Medicaid expansion enrollment is available year-round (which makes sense...the only reason to have limited enrollment periods is to prevent attempts at gaming the system, but Medicaid is essentially free at the point of service for the enrollee in most states, so there's little to be gained by limiting the time period to sign up), so that's not an issue.

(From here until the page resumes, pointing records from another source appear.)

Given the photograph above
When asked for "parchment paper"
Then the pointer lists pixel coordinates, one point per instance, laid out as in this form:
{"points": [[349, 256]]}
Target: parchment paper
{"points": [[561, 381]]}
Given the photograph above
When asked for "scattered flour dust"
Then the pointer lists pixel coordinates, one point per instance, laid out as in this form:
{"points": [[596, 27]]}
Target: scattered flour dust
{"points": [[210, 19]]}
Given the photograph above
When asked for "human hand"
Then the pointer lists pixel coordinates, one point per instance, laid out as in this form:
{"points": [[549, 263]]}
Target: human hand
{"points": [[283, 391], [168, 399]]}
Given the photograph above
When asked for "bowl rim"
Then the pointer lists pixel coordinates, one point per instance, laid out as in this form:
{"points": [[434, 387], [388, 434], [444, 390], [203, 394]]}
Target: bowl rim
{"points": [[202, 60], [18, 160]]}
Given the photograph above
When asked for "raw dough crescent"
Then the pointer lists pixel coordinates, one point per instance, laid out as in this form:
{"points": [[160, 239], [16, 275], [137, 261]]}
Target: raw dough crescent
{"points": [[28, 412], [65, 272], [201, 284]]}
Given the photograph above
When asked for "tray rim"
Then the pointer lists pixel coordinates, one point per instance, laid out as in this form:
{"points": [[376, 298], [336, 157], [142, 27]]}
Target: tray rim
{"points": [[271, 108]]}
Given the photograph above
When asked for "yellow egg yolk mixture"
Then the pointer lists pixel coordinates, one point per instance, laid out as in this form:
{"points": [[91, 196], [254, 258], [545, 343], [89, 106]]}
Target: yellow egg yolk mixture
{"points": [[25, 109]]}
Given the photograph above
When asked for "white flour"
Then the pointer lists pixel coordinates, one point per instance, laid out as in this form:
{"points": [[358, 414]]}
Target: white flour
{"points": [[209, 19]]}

As for those earning more than 138% of the Federal Poverty Line, they'd normally have to wait until November to enroll for ACA exchange coverage starting the following year, but the new law clarifies that those who are found to be eligible for subsidized exchange coverage by the state tax dept. will also be eligible for a new Special Enrollment Period:
(A) IF AN UNINSURED INDIVIDUAL IS NOT DETERMINED TO BE ELIGIBLE 2 FOR THE MARYLAND MEDICAL ASSISTANCE PROGRAM OR THE MARYLAND CHILDREN’S HEALTH PROGRAM UNDER § 31–205 OF THIS SUBTITLE, THE EXCHANGE SHALL DETERMINE, IN ACCORDANCE WITH § 31–204 OF THIS 5 SUBTITLE, WHETHER THE UNINSURED INDIVIDUAL IS ELIGIBLE FOR PREMIUM TAX CREDITS OR COST–SHARING REDUCTIONS AS DETERMINED UNDER THIS SECTION.
(B) (1) (I) A SPECIAL OR OTHER ENROLLMENT PERIOD FOR THE INDIVIDUAL MARKET SHALL BEGIN ON THE DATE AN INCOME TAX RETURN IS FILED BY OR ON BEHALF OF AN UNINSURED INDIVIDUAL THAT INCLUDES THE CHOICE DESCRIBED IN § 2–115(C)(3) OF THE TAX – GENERAL ARTICLE, IF THE RETURN IS FILED ON OR BEFORE THE DATE SPECIFIED BY THE EXCHANGE.
Anyway, a huge shout-out to Stan Dorn, Healthy Maryland, the Maryland legislators behind this bill and everyone else involved. It'll be fascinating to see how effective this ends up being in the coming years.
For comparison, Maryland enrolled around 157,000 people in ACA exchange policies this year, so if they were to max out that 70K figure they'd increase exchange enrollment by a whopping 44%. I doubt they'll hit that in 2020, but hopefully it'll ramp up quickly.